Short Bytes: Illustris is a model simulation of our universe created at CFA (Center For Astrophysics) at Harvard. 8000 CPUs in parallel were used to recreate the universe as we observe today. Illustris also follows the different astronomical equations which have been derived over the years, that too with a high-resolution view of the entire universe.
However, astronomers and computer scientists at CFA, Harvard, used as many as 8,000 CPUs all running in parallel to model the evolution of the universe called Illustris. It is estimated that if the same simulation was carried out on a personal desktop computer, the simulation would take almost 2,000 years to recreate.
Previous works which tried to simulate the evolution of the universe either focused on a tiny portion of the cosmic volume or had a very low resolution.
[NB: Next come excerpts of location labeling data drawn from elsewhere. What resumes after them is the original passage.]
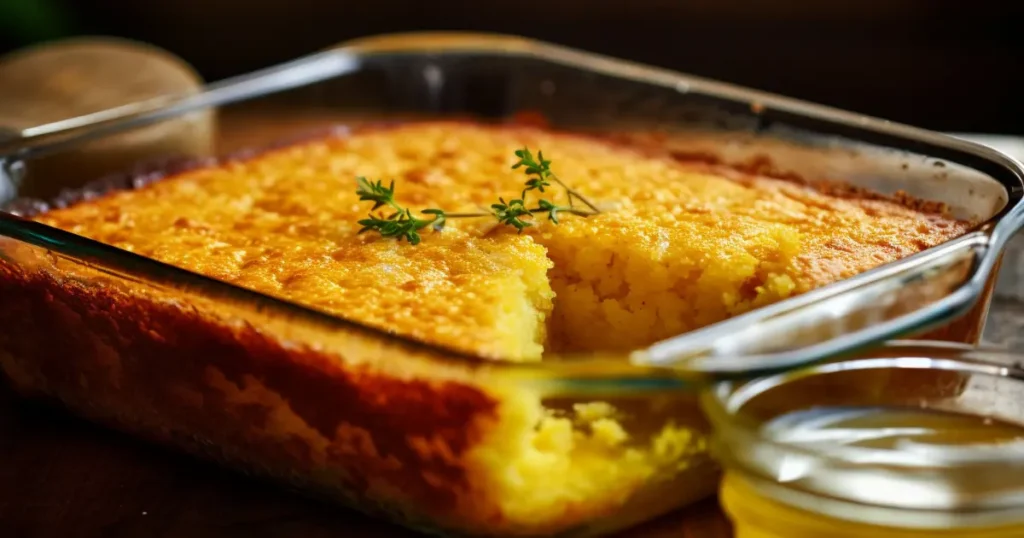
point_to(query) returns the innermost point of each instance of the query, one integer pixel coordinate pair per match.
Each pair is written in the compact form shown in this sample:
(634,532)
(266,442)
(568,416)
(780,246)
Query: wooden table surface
(62,478)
But this simulation has created a cube of 350 million light-years across and over 13 billion years of simulated time at an unprecedented resolution.
The effects of supernova explosions have also been modeled which give us a better insight into the interstellar and intergalactic volume, providing us with a clue on the building blocks of other stars, planets and, eventually, the organic chemistry that is the foundation for life.
This simulation has almost recreated a virtual universe which is a copy of the real universe that we observe today. The model only uses equations from theories constructed from decades of astronomical observations and allowed to evolve with time.
Illustris is a 3-D space filled with 12 billion pixels, all calculating the fundamental equations that govern normal (and dark) matter. Now, researchers can zoom in on regions of interest to focus on different mechanisms as they unfold.